Another advantage of the multi-blade was its flexibility in use. It coped with large or small blocks with ease, and could also machine granite of different hardnesses without the need for blade changing. Frame saws, on the other hand, needed frequent blade changing to suit the variation in hardness found from different granite types.
FINISHING
Finishing operations involve cutting to final size and calibration/polishing of the slab or tile. These operations are normally carried out on fully automatic conveyor lines, where the primary sawn slabs or tiles enter at one end and come out as finished products at the other. The normal sequence of events is cutting into longitudinal strips, thickness calibration, polishing, transverse cutting into final size, and finally edging and chamfering.
Diamond tools play an important role at all these stages, and improvements to the basic machines used combined with advances in diamond-tool specifications – in terms of diamond-grit selection, diamond concentration and bond formulation – have led to significant savings and increased production.
Also, diamond tools are being introduced at more stages of the operation, such as calibration and polishing. A typical polishing line will have 20 heads and, until recently, often only the first two or three heads would be fitted with diamond tools. Now, stone producers are fitting diamond polishing heads on the first nine or 10 stations, and polishing costs per square meter have been shown to be halved.
DIAMOND SYNTHESIS
Perhaps the most-important influence on the increased use of diamond tooling in the stone industry is the increase in volume of synthetic diamond now produced worldwide. In the mid 1960s, total output of industrial diamond was around 30 million carats. split almost 50-50 between natural and synthetic. Today, nearly all diamond used for industry is synthetic – as much as 99 percent, perhaps – with the market estimated as high as 2 billion carats. The huge increase in the use of diamond tooling would not have been possible without the existence of enough volume of raw material to support it.

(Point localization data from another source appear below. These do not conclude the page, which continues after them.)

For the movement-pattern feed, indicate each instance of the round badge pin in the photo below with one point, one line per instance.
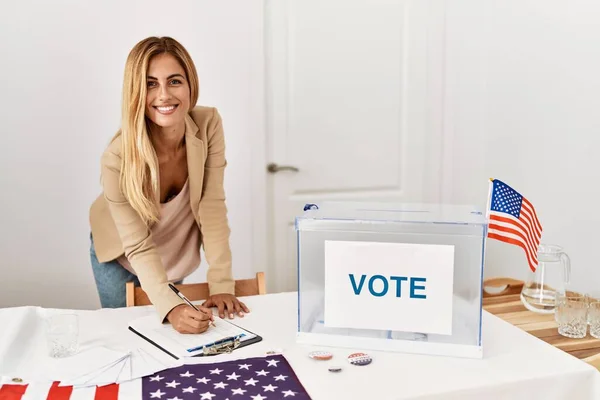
(359, 359)
(320, 355)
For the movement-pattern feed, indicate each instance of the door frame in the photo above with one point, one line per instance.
(424, 35)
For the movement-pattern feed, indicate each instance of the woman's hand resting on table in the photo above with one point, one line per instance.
(226, 303)
(185, 319)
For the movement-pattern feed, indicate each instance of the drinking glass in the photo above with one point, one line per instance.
(594, 318)
(62, 333)
(571, 315)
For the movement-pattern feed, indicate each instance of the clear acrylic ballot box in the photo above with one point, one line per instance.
(391, 277)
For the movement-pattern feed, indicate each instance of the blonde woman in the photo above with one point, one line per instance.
(163, 196)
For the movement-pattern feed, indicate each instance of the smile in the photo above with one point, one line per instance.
(165, 110)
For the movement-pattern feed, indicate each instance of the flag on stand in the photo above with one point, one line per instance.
(260, 378)
(512, 219)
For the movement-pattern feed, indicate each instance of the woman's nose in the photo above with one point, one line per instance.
(164, 93)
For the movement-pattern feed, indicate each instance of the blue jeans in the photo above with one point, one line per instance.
(110, 280)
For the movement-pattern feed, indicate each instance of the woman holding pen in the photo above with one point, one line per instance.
(163, 196)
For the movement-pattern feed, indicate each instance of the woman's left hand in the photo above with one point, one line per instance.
(226, 303)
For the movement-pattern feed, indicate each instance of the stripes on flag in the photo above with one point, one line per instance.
(513, 220)
(52, 391)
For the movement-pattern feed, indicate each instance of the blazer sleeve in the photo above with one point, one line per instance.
(137, 240)
(213, 212)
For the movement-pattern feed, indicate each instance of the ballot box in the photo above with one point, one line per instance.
(390, 276)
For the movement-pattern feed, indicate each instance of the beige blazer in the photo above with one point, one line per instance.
(117, 229)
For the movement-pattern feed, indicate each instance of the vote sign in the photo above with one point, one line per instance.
(389, 286)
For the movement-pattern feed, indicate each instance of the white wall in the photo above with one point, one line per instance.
(522, 105)
(60, 80)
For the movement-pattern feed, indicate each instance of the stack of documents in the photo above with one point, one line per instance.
(181, 346)
(103, 366)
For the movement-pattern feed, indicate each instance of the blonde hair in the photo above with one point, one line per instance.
(139, 169)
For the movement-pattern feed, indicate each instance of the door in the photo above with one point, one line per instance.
(352, 103)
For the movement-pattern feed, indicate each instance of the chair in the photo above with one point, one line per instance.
(135, 295)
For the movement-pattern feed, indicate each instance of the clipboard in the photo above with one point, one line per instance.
(148, 328)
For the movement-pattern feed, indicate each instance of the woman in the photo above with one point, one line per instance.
(163, 195)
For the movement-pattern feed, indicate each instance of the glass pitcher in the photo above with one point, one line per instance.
(550, 278)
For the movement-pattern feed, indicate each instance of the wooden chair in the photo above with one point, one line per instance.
(135, 295)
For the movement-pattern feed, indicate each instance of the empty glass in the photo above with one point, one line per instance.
(571, 315)
(594, 318)
(62, 334)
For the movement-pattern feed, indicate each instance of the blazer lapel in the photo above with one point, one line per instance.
(195, 161)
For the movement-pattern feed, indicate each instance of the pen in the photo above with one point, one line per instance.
(182, 296)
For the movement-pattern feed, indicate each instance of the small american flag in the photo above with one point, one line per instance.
(513, 220)
(260, 378)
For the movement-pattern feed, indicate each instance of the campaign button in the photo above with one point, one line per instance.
(320, 355)
(359, 359)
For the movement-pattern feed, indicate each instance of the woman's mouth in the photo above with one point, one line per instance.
(166, 110)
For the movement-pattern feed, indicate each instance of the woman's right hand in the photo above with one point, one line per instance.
(187, 320)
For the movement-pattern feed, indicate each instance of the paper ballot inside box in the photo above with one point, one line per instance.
(401, 270)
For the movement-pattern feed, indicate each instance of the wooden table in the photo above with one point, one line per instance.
(507, 306)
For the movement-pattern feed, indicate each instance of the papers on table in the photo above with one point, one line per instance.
(103, 366)
(180, 345)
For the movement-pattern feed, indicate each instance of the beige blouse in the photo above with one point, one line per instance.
(176, 236)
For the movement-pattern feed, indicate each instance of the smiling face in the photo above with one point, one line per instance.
(168, 92)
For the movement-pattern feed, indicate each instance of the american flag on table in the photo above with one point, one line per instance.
(513, 220)
(260, 378)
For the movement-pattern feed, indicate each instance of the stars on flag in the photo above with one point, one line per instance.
(233, 376)
(260, 378)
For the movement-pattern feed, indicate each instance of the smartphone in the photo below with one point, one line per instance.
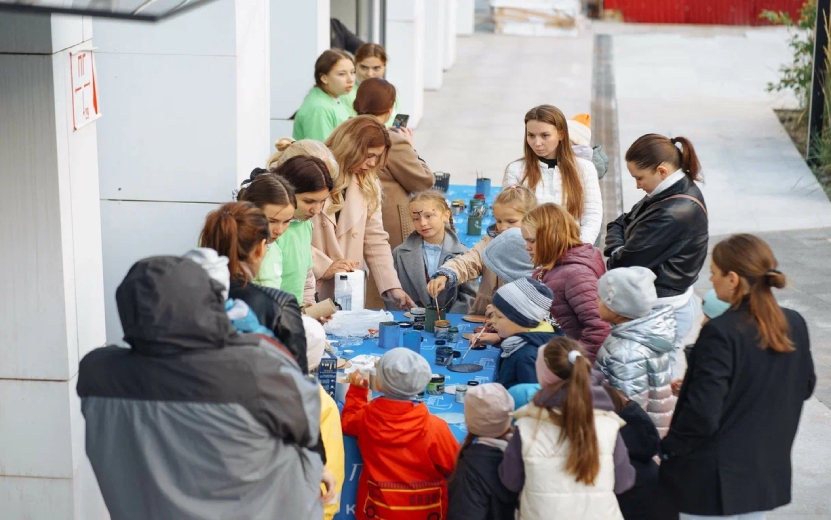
(400, 121)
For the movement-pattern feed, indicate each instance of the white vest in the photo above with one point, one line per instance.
(549, 491)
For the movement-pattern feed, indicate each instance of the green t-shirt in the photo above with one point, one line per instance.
(271, 270)
(296, 246)
(348, 99)
(318, 116)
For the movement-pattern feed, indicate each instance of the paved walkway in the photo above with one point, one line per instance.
(703, 82)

But another – and equally important factor in this increase in synthetic diamond production – is the fact that diamond particles can now be ‘engineered’ to suit particular applications. I simple terms, diamond needed to cut the very hard granites should be blocky in shape and highly impact-resistant, whereas diamond used for free-cutting and less-demanding applications should be more-irregular in shape and more-friable.
With the sophisticated diamond synthesis techniques available today, diamond can be manufactured to suit whatever is required. Diamond toolmakers now have an extensive choice of diamond available and this, coupled with advances they themselves have made in the bond formulations and sintering techniques used, ensures that the right tool is used for the right job.
Thus even ‘standard’ diamond saw lades – such as the relatively smaller diameter ones which have always been required for finishing cuts on granite tiles and slabs – now perform much more efficiently, at higher cutting rates and lower tooling costs.
Martin Jennings is the managing editor of Industrial Diamond Review in Wembley, England.
This article first appeared in the August 2004 print edition of Stone Business. ©2004 Western Business Media Inc.